Though the verisimilitude of the four players isn’t close, the essence of how they are controlling the game is. And while there are several categories when comparing the two’s against each other that Lemieux/Jagr outgun them, the fact that Crosby/Malkin success had championships seven seasons apart with a repeat looming, is more than those stars or yesteryear mustered in their heyday.
So the Penguins win the game 6-0, one of the crux’s to another title and Crosby has three assists and Malkin a goal and an assist in easily the best game Pittsburgh’s played in weeks and the series has clarity for a moment and now you can run the stories about Nashville backs against the wall and how will they handle the pressure of elimination and all the rest (hopefully a think piece about Pekka Rinne’s mental state in regards to, well, whatever ails him in specific situations) but I’m very curious about Crosby and Malkin.
Obviously, it’s a home ice series. And, obviously, that has no bearing on this game unless the Predators win. But a waxing like that against the best defence corps in the league, home ice or not, is excellent. Excellent in ways makng your opponent go 37 minutes without a shot is excellent as well, bu you still have to win the game. Nashville has missed their chance and everything from here on in will be unchartered territory combined with having to do it against a poised Penguins squad.

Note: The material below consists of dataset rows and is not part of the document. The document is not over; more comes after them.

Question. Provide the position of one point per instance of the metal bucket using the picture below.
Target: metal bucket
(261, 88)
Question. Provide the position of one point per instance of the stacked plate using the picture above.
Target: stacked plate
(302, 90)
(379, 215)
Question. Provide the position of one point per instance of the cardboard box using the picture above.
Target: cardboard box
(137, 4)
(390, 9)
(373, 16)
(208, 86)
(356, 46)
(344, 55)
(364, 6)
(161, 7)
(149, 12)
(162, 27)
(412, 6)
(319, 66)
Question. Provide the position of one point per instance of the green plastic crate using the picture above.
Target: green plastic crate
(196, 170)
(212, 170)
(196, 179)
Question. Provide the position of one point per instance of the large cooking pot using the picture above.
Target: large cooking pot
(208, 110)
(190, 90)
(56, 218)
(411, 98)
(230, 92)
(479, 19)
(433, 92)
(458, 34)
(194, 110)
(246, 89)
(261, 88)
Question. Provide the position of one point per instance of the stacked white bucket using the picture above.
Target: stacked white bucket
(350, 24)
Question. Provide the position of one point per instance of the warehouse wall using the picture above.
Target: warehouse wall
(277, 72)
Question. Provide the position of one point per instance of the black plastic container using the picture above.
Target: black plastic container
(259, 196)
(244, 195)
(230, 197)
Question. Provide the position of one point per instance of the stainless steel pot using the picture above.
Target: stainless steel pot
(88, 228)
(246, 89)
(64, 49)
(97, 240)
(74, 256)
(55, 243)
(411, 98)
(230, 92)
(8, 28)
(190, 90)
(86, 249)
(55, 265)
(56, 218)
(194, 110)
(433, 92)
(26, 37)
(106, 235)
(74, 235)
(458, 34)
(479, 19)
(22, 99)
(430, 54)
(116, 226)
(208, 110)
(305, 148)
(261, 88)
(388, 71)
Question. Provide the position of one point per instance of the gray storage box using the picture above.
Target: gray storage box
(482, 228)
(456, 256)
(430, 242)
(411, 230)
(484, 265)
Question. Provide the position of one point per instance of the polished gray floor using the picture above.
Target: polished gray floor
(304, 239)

Pittsburgh won the cup in San Jose in Game 6 last season 3-1, I feel inclined to predict the same result in the 2017 Stanley Cup Final.
Crosby won the Conn Smythe last season (Phil Kessel seemed equally deserving) but this season I hope it returns to Evgeni Malkin a player we have trouble reconciling outside of the shadow of the best player in the world.
And if Nashville comes back in sensational style to win the drink then I don’t know what the hell you’re going to do. Give it to Erik Karlsson I suppose.